Equorea – 6/12. Gaspare
03.06.2023 – 03.07.2023
From June 3rd to July 3rd 2023, BUILDINGBOX presents the artwork Corpus Vitrearum by the artist Gaspare (Terlizzi, 1983).
Destruction and regeneration. The philosophical current that developed around Heraclitus’ Fragments held that fire was the primordial transforming agent that gave rise to water, which in turn brought the earth to life, before returning to fire in an eternal cycle. Although the origin of water on our planet remains unknown, it is our star, the Sun, that ensures its presence on the Earth’s surface. And increasing the temperature of water by boiling or sublimation is what triggers its transition from a liquid or solid state to vapor. Gaspare’s work Corpus Vitrearum evokes the cycle of changes of state, capturing in particular the transformation of matter by heat, combustion. While producing works on canvas or paper, all done by “layering” a variety of black materials such as tempera, India ink, acrylic, and charcoal, the artist keeps the water that is stained black during the process. He subsequently burns each creation, then takes the “black” water and ash from each work and puts them into a glass bottle, sealing and signing the stopper. Each bottle contains a work of art, symbolizing an attempt to destroy and renew matter, time and memory. As a distillation of the artistic process, and the residues left by the work, the liquid in each bottle has a different consistency and composition, depending on the materials used to create the original piece.
For the project Equorea (of seas, ice, clouds and other waters), presented in BUILDINGBOX, Gaspare presents a set of ampoules from his series Corpus Vitrearum, which are an image of metamorphosis and the cyclical renewal of the states of material, and metaphorically, his own practice too.
The exhibition is the sixth appointment of Equorea (of seas, ice, clouds and other waters), a project curated by Giulia Bortoluzzi, which involves, from January 7h, 2023 to January 9th, 2024, twelve Italian contemporary artists invited to explore the topic of water in twelve monthly solo shows, scheduled in a sequence that follows the lunar calendar.
The title references Eugenio Montale’s poem Falsetto (1923), published in the collection Ossi di Seppia (1925). The poem revolves around a girl called Esterina, described as an ocean creature (“equorea creatura”), and frames the sea as a metaphor for life and the wonder of living without worrying about the future: “The power that tempers you is water, in water you find and renew yourself.” Montale’s work picks up on the way we habitually associate water with life, a notion echoed by Mircea Eliade in A History of Religious Ideas (1949), which describes it as the total of all “virtualities”, the matrix for all potential life, the foundation of the whole world. Water is at the origin of all cosmic manifestation, symbolizing the primordial substance from which all forms arise, and to which they return, by regression or cataclysm. Water lies at the beginning and end of every historical or cosmic cycle. It will always exist, and never be alone, because it is germinative, encompassing the virtualities of all forms in its own undivided unity. In cosmogony, mythology, ritual, and iconography, water performs the same function: it precedes all forms and sustains all of creation. A symbol of life, it gives universal becoming a cyclical structure.

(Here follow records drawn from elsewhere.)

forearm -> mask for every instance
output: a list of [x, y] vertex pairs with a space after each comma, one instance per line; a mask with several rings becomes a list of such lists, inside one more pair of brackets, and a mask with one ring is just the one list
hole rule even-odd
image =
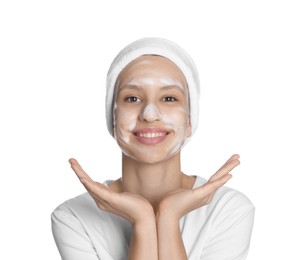
[[154, 217], [133, 225], [128, 259], [158, 259], [157, 230]]
[[187, 260], [179, 220], [166, 216], [157, 217], [159, 260]]

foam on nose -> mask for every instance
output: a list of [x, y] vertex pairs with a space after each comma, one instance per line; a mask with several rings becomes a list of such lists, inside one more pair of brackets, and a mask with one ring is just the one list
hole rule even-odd
[[156, 120], [160, 119], [160, 112], [153, 104], [148, 104], [143, 110], [143, 119]]

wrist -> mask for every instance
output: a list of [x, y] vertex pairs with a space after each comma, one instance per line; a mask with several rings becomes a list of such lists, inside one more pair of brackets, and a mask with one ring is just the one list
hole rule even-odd
[[135, 222], [132, 225], [132, 232], [134, 235], [138, 235], [140, 237], [150, 237], [156, 234], [157, 227], [156, 221], [143, 221], [143, 222]]
[[145, 214], [141, 214], [132, 224], [134, 227], [155, 226], [156, 216], [153, 208], [145, 210]]
[[180, 217], [173, 212], [170, 211], [157, 211], [156, 212], [156, 222], [158, 224], [163, 224], [164, 226], [171, 225], [176, 226], [179, 224]]
[[157, 241], [157, 226], [155, 215], [148, 216], [146, 219], [136, 221], [132, 225], [133, 240], [139, 242], [141, 240], [145, 245], [153, 245]]

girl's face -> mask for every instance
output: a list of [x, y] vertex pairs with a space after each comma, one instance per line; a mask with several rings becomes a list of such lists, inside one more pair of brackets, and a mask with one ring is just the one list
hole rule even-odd
[[161, 56], [133, 60], [118, 77], [113, 117], [125, 155], [146, 163], [171, 158], [191, 135], [184, 75]]

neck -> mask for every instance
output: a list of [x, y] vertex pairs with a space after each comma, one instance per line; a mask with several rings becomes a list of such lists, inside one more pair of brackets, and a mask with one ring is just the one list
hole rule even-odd
[[123, 154], [121, 188], [123, 192], [139, 194], [153, 207], [165, 194], [183, 188], [180, 153], [154, 164], [138, 162]]

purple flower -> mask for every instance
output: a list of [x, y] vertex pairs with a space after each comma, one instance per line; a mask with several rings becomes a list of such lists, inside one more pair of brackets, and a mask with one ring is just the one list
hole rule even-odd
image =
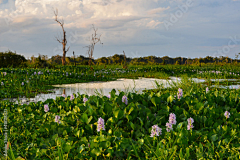
[[86, 103], [88, 99], [86, 97], [83, 98], [83, 102]]
[[34, 72], [34, 75], [36, 75], [37, 73], [36, 72]]
[[3, 86], [3, 85], [4, 85], [4, 83], [3, 83], [3, 82], [1, 82], [1, 85]]
[[187, 130], [190, 130], [194, 127], [193, 126], [194, 120], [190, 117], [190, 118], [187, 119], [187, 121], [188, 121]]
[[66, 95], [65, 95], [65, 94], [62, 94], [62, 97], [64, 97], [64, 98], [65, 98], [65, 97], [66, 97]]
[[24, 82], [22, 82], [22, 86], [24, 85]]
[[226, 118], [229, 118], [229, 117], [230, 117], [230, 113], [229, 113], [228, 111], [226, 111], [226, 112], [224, 113], [224, 116], [225, 116]]
[[125, 102], [126, 105], [128, 104], [127, 96], [124, 95], [122, 97], [122, 102]]
[[2, 72], [3, 74], [4, 74], [4, 76], [6, 76], [7, 75], [7, 72]]
[[209, 90], [208, 90], [208, 87], [207, 87], [207, 88], [206, 88], [206, 93], [208, 93], [208, 91], [209, 91]]
[[178, 99], [180, 99], [183, 96], [183, 91], [182, 89], [178, 89], [178, 93], [177, 93]]
[[170, 130], [173, 130], [173, 128], [172, 128], [172, 123], [166, 123], [166, 130], [167, 130], [167, 132], [170, 132]]
[[61, 122], [60, 122], [60, 116], [58, 116], [58, 115], [55, 116], [55, 122], [57, 122], [57, 123], [59, 123], [59, 124], [61, 123]]
[[49, 111], [49, 107], [48, 107], [47, 104], [44, 105], [44, 111], [45, 111], [45, 112], [48, 112], [48, 111]]
[[159, 136], [159, 133], [160, 135], [162, 134], [162, 129], [159, 128], [157, 124], [152, 126], [150, 137]]
[[109, 94], [107, 97], [108, 97], [108, 98], [111, 98], [111, 95]]
[[74, 99], [74, 95], [72, 94], [71, 97], [70, 97], [70, 100], [73, 100]]
[[97, 122], [97, 131], [100, 132], [101, 130], [105, 131], [105, 126], [104, 126], [104, 119], [102, 119], [101, 117], [98, 118], [98, 122]]
[[174, 113], [170, 113], [169, 116], [169, 123], [176, 125], [177, 121], [176, 121], [176, 115]]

Following the cyclical pattern of the astronomical tides (which occur when the Moon, Earth and Sun are in alignment), at each full moon in the year 2023, BUILDINGBOX will play host to the work of twelve Italian contemporary artists, who have been asked to explore the theme of water: Ludovico Bomben (Pordenone, 1982), Jaya Cozzani (Mumbai/Kanchipuram, 1982), Barbara De Ponti (Milano, 1975), Gaspare (Terlizzi, 1983), Michele Guido (Aradeo, 1976), Silvia Mariotti (Fano, 1980), Fabio Marullo (Catania, 1973), Elena Mazzi (Reggio Emilia, 1984), Ignazio Mortellaro (Palermo, 1978), Fabio Roncato (Rimini, 1982), Michele Spanghero (Gorizia, 1979), Virginia Zanetti (Fiesole, 1981).
The works presented in Equorea (of seas, ice, clouds and other waters) are site-specific (some are being exhibited for the first time, others are reworkings of previous pieces) and conceive of water as an emblem of all natural elements, and more generally as a form of life and creative potential. As a topic, water not only intrigues and inspires, but also elicits specific reflections on the future of our planet. Indeed, the life of all organisms on Earth depends on the presence of water and is shaped by its mutations: when it deteriorates, life becomes unsustainable.
There is as yet no proven scientific explanation of the origin of water on our planet. Whether generated by comets or meteorites crashing to earth, or volcanic eruptions in distant millennia, in the collective imagination it is associated with the mythological moment of creation, which contains the potential existence of all forms of life.